En una ocasión hablaron de Ramon Llull –Haddock no tenía ni idea– y uno de ellos, no recuerdo quién, hizo un par de calas argumentales en su Blanquerna, que ninguno de nosotros había leído. En el libro, nos dijo, el caballero Blanquerna dedica su vida a la religión cristiana y siendo abad e incluso Papa, acaba en ermitaño y eso le enaltece el espíritu y aumenta su sabiduría hasta alcanzar la bondad suprema. La vida eremítica, apartada de todo fasto.

«Recuerdo que en clase se estableció una discusión sobre si el nombre de Blanquerna –tan alejado de las vanidades humanas– era digno de que lo ostentara un premio»

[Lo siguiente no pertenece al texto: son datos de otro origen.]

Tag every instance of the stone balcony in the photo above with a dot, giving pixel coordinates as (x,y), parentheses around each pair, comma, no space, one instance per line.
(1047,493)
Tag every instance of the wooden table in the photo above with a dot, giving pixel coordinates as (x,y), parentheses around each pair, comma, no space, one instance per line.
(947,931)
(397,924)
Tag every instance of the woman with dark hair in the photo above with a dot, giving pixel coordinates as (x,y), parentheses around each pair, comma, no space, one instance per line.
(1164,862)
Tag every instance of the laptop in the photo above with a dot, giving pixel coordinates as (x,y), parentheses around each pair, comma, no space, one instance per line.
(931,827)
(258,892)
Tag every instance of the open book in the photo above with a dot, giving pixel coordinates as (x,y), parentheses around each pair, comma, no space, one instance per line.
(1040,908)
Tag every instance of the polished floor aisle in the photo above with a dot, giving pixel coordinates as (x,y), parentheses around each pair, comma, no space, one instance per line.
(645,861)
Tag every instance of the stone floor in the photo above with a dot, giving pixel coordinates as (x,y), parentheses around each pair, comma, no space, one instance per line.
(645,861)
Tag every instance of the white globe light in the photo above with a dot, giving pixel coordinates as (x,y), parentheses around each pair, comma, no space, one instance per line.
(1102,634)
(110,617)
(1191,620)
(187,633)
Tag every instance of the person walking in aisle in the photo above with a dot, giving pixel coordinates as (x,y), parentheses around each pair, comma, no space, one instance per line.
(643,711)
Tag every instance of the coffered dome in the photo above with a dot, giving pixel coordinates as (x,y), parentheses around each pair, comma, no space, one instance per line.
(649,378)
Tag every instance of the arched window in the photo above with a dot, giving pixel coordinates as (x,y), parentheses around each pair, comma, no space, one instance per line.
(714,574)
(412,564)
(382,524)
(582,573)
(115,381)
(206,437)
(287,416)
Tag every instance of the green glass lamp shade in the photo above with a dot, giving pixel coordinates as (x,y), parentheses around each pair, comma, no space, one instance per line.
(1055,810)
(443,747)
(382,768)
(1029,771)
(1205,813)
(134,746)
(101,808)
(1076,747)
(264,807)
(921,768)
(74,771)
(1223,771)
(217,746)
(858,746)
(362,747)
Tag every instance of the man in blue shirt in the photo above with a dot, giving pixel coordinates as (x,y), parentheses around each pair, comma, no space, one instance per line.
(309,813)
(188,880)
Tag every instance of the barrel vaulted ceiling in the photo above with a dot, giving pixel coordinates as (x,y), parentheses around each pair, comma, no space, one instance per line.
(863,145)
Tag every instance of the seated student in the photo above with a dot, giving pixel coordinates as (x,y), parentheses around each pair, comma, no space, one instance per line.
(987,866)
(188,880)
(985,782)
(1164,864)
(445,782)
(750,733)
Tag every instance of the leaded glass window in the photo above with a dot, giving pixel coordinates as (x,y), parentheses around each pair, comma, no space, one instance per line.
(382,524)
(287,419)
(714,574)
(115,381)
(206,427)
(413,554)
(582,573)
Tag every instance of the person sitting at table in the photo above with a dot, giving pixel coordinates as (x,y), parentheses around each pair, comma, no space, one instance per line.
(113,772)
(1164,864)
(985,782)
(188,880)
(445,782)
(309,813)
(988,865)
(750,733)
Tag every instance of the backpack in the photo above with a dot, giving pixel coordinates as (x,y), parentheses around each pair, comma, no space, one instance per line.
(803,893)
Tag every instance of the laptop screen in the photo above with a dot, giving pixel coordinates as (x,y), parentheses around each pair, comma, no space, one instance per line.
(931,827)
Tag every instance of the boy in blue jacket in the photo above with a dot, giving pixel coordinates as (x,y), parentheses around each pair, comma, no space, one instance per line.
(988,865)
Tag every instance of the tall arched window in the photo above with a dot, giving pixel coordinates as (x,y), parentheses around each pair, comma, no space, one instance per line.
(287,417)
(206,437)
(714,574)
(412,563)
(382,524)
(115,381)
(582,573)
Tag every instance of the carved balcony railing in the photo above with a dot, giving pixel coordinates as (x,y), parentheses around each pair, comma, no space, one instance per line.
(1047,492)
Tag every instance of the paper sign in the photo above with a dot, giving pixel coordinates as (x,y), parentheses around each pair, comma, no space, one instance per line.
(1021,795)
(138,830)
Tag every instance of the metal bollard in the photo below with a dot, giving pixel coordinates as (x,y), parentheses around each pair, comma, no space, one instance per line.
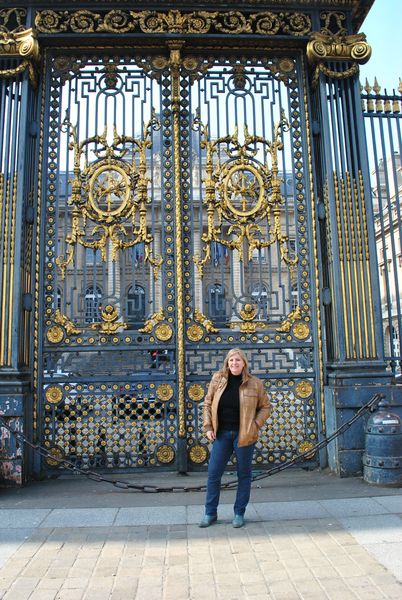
(382,459)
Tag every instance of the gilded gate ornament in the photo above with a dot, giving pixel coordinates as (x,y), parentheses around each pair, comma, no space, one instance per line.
(112,193)
(53,394)
(109,323)
(325,46)
(174,21)
(242,191)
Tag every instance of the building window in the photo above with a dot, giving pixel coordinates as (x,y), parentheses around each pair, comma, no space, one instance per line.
(220,254)
(93,297)
(217,303)
(295,296)
(136,304)
(260,298)
(58,299)
(92,256)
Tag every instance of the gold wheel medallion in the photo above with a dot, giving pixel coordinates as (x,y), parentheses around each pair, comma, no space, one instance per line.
(163,332)
(301,331)
(195,333)
(198,454)
(165,454)
(55,334)
(304,389)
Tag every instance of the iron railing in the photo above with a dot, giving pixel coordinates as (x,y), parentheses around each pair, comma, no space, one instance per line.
(383,121)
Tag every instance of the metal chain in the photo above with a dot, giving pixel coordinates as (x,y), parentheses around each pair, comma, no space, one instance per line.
(126,485)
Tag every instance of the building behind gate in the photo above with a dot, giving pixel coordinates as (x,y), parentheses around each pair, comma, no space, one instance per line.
(175,182)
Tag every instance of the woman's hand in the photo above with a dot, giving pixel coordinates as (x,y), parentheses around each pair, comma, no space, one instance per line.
(210,435)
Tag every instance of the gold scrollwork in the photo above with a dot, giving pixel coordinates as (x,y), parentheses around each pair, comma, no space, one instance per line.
(163,332)
(204,321)
(53,394)
(304,389)
(109,324)
(325,46)
(198,454)
(293,316)
(21,43)
(112,192)
(69,326)
(248,313)
(174,21)
(165,454)
(152,321)
(196,392)
(164,392)
(242,191)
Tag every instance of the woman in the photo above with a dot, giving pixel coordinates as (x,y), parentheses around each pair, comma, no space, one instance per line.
(235,408)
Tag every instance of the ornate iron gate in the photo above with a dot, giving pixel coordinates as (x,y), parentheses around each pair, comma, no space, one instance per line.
(176,222)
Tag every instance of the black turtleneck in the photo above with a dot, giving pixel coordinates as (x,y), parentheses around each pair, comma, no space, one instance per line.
(229,405)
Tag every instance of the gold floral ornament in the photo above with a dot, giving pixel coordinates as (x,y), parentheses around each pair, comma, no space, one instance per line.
(164,392)
(53,394)
(109,322)
(196,392)
(198,454)
(195,333)
(165,454)
(304,448)
(111,194)
(242,192)
(55,456)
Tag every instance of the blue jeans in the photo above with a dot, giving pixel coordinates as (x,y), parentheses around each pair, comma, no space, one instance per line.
(222,449)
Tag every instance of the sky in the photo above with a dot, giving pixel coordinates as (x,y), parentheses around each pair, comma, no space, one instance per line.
(383,28)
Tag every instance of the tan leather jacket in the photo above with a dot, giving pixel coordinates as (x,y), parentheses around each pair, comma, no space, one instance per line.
(255,407)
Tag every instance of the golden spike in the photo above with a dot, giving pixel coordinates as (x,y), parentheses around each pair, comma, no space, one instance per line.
(376,86)
(367,87)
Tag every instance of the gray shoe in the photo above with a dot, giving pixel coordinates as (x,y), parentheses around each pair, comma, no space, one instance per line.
(238,521)
(208,520)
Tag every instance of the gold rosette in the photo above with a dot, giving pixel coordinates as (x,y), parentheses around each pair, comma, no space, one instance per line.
(54,394)
(164,392)
(195,392)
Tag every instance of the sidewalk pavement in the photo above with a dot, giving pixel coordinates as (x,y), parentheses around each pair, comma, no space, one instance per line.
(308,535)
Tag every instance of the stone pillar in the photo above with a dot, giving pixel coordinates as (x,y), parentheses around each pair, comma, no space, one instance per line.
(17,213)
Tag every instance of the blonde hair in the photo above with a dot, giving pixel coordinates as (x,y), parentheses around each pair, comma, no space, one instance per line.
(225,368)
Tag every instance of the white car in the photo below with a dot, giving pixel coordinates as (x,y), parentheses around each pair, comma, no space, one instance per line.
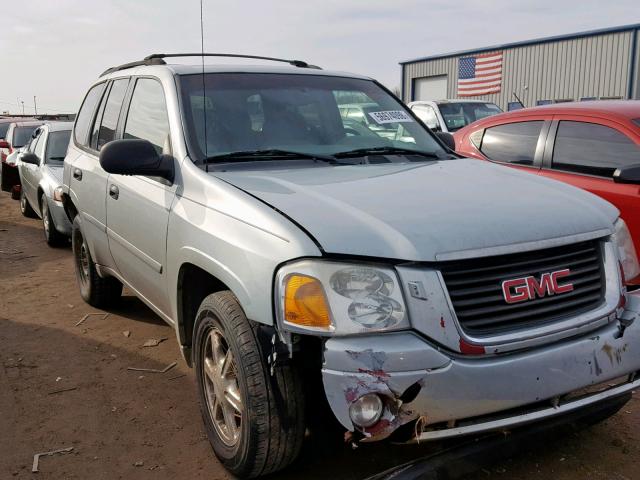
(452,115)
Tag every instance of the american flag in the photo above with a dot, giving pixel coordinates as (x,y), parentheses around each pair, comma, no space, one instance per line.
(480,74)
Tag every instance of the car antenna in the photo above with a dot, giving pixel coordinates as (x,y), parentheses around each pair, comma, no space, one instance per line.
(204,103)
(519,101)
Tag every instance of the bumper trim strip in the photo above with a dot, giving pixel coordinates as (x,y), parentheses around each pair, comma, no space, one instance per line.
(523,419)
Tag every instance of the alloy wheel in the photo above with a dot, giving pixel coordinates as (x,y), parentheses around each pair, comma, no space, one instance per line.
(222,390)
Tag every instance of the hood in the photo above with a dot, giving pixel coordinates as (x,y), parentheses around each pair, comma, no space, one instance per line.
(427,211)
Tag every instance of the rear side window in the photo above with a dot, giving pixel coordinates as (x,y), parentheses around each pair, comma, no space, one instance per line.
(37,145)
(57,144)
(147,118)
(107,130)
(592,149)
(85,115)
(512,142)
(22,136)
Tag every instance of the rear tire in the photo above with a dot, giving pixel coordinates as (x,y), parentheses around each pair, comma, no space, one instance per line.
(52,236)
(25,206)
(96,291)
(265,435)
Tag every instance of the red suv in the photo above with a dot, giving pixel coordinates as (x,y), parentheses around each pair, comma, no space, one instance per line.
(594,145)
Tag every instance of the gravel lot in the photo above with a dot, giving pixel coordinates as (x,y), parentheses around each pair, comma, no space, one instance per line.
(63,385)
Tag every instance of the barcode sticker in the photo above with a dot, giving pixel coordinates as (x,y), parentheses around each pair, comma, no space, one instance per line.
(391,116)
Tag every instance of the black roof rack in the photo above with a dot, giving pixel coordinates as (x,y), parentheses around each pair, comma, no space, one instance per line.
(158,59)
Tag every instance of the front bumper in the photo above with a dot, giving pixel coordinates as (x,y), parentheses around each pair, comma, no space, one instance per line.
(420,381)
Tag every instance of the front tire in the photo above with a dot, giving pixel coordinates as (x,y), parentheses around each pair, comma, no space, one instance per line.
(250,432)
(96,291)
(52,236)
(25,206)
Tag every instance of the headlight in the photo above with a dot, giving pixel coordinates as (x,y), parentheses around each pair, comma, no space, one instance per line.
(331,298)
(626,250)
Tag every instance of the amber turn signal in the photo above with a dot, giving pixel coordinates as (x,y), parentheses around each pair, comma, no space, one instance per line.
(305,302)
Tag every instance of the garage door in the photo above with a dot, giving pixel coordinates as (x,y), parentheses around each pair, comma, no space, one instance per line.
(430,88)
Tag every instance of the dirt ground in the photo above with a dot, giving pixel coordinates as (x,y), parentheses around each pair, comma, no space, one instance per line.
(66,385)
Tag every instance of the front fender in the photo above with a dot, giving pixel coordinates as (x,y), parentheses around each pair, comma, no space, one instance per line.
(240,251)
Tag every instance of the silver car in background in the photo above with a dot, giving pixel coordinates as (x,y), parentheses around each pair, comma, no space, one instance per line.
(452,115)
(41,167)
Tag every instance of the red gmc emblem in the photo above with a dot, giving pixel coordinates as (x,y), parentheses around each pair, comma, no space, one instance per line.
(528,288)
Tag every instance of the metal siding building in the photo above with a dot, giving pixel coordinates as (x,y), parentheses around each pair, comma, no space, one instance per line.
(601,63)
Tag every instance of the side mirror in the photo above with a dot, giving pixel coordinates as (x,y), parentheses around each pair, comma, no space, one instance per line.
(630,174)
(136,157)
(30,158)
(447,139)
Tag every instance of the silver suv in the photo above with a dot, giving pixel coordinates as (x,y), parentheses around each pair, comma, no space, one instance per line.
(426,295)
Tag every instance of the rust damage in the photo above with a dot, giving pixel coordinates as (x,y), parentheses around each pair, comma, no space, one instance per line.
(614,354)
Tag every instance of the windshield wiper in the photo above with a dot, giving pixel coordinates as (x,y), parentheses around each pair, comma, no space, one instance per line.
(270,154)
(361,152)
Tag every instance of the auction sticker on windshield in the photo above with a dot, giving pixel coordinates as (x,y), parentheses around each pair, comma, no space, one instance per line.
(392,116)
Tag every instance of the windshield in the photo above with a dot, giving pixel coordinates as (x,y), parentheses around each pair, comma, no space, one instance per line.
(57,146)
(310,114)
(458,115)
(22,135)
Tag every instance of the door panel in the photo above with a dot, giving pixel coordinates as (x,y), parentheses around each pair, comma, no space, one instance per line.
(138,207)
(89,183)
(87,179)
(139,246)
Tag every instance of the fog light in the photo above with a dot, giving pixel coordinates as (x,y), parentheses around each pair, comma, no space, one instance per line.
(366,411)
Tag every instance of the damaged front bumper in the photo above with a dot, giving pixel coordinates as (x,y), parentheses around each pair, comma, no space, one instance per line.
(447,395)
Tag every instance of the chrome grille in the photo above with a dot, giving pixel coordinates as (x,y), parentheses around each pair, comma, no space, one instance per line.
(475,287)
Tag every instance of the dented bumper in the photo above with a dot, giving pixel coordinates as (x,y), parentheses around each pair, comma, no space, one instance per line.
(419,381)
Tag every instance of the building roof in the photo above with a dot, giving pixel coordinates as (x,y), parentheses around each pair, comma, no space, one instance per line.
(556,38)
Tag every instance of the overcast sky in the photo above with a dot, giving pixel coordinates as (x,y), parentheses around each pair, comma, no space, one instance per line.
(54,49)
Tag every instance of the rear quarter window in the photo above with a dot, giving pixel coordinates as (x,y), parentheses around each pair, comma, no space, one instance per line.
(512,142)
(85,116)
(592,149)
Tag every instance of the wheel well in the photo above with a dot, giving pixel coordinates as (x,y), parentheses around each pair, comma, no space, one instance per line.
(194,284)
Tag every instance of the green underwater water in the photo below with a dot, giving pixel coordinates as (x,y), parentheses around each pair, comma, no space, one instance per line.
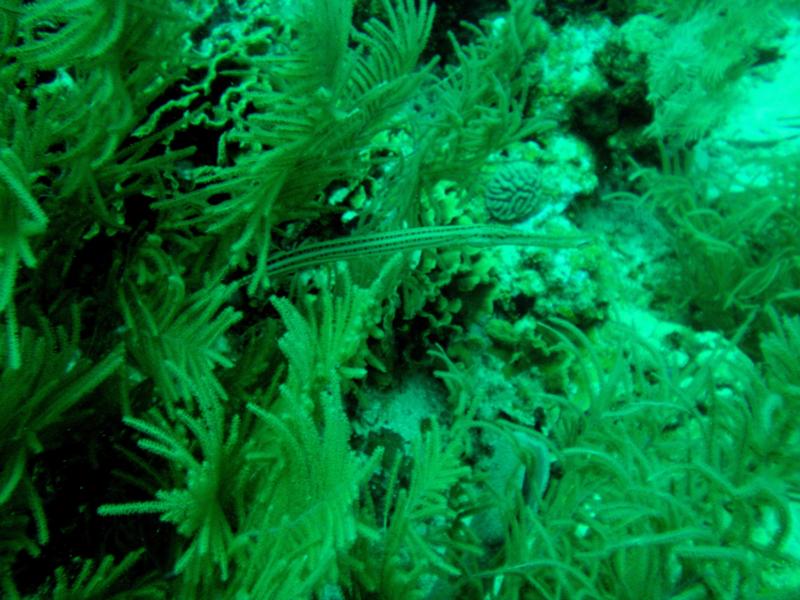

Recuerdo que en clase se estableció una discusión sobre si el nombre de Blanquerna –tan alejado de las vanidades humanas– era digno de que lo ostentara un premio. Que quiénes éramos los hombres –y aquí asomó la cabeza Madame Castafiore y añadió «y las mujeres»– para usar Blanquerna como una distinción mundana y una floreada vanidad por los méritos acumulados en favor de no sé qué. Los señores Riquer y Rico ya se habían marchado y, por tanto, no opinaron, pero Archibald Haddock se mostró inexorable. Sirvióse otro lingotazo de Loch Lomond y empezó a musitar una cantinela que ríanse de los horribles Carmina Burana de Carl Orff –hablo de la música, no de la letra de los monjes goliardos–. «Viviseccionista», dijo para empezar, víctima de alucinaciones. Y siguió luego con su retahíla: «bachibuzuc, Arequipa, ectoplasma, guano, anacoluto, filibustero, Arequipa, Chiquito, ornitorrinco…». Como iba enrojeciendo peligrosamente, le rogamos que parase y algo debió de ocurrir porque lo hizo: paróse, sin decirnos a quién se refería. Aquel día se lo llevaron a una clínica y no volvimos a verle. Castafiore lloraba por las esquinas: «¡Cielos, mi Haddock!», musitaba entre hipidos. Nunca volvió a cantar. Nosotros jamás supimos lo que quería decir con Arequipa. Corría el año 80 del pasado siglo y finalizamos nuestros estudios. Moulinsart acabó cerrando por falta de matriculados. Al principio visitábamos al capitán en la clínica. Estaba postrado en una butaca y no hablaba. Pasaron algunos años y dejamos de ir a verle. Al morir dejó un misterioso billete. En él se leía, de su puño y letra y con sospechosas manchas de whisky: «Blanquerna, Blanquerna: desempolvarán un premio abandonado y apresuradamente se lo concederán al tan condecorado con medallas, placas y grandes cruces. Se lo darán al Gran Archipámpano de Las Indias por los servicios prestados». Parecía un críptico mensaje de El secreto del Unicornio. Pero después añadía: «Y yo me voy. Néstor, prepare el coche».

Ahora el secreto está desvelado: todo fue para conseguir la Gran Cruz de Archipámpano de Las Indias, pensionada con el oro de los Andes.